Гордон решил не возвращаться в Сиотаун, где его ждали мешки с почтой. Этот груз он навсегда стряхнул со своих плеч. Он уже начал было расстегивать форменную рубашку, собираясь бросить ее в дорожную пыль, и расстаться таким образом с тяготившей его ложью, однако в голове заметалась непрошенная мысль: «Кто же теперь возьмет на себя ответственность?»
Что такое?.. Он помотал головой, желая избавиться от этого наваждения, однако слова не уходили.
«Кто теперь возьмет на себя ответственность за детей неразумных сих?»
Гордон выругался и наподдал кобыле в бока каблуками. Она играючи несла его на север, все дальше от того, что представляло для него ценность еще вчера утром и что теперь обернулось столь жалким обманом. Картонные манекены из грошовой лавки. Страна Оз.
«Кто возьмет на себя ответственность...»
Эти слова повторялись вновь и вновь, словно навязчивая мелодия. Он понял, наконец, что они звучат в том же ритме, в котором перемигивались огоньки индикации на старой, давно усопшей машине.
«...за детей неразумных сих?»
Кобыла бодро трусила в предрассветной мгле мимо превратившихся в лес садов, вдоль которых нескончаемой вереницей тянулись остовы автомобилей.

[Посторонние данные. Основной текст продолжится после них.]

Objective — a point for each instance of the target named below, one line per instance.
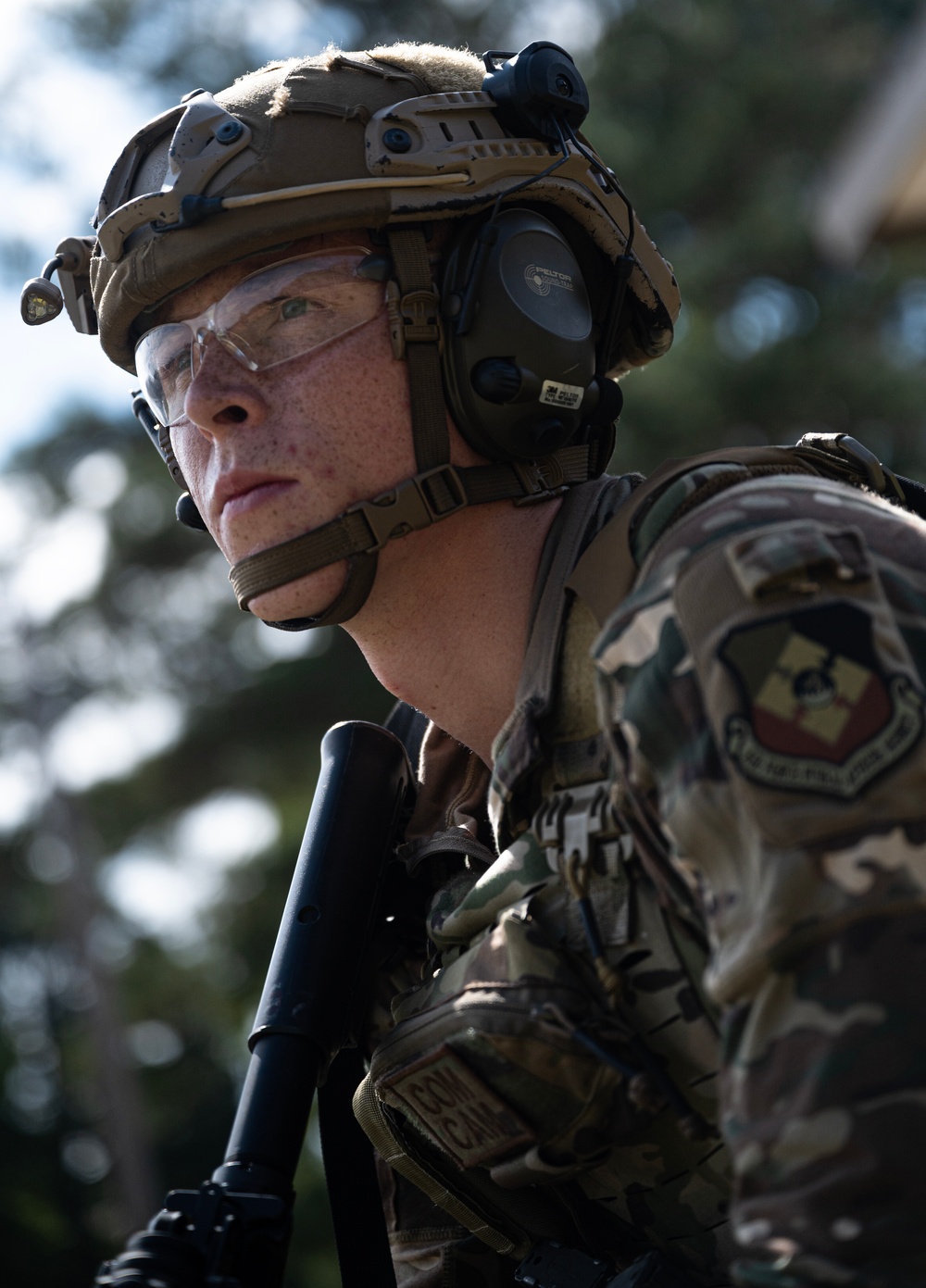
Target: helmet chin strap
(437, 491)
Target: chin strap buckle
(414, 319)
(541, 480)
(415, 504)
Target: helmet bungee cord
(534, 309)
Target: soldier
(671, 809)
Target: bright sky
(80, 122)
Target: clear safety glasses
(277, 313)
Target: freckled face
(269, 455)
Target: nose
(221, 392)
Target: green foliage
(719, 118)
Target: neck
(445, 625)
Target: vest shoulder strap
(604, 576)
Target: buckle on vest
(415, 504)
(540, 480)
(572, 820)
(877, 475)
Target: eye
(297, 306)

Гордона внезапно посетила странная мысль: что, если в завершающее мгновение жизни, когда улетучивались жалкие остатки жидкого гелия и надвигалось смертоносное тепло, последняя мысль бесхитростной, но мудрой машины каким-то образом перетекла в периферийную цепь и теперь отчаянно мигает, никем не понятая?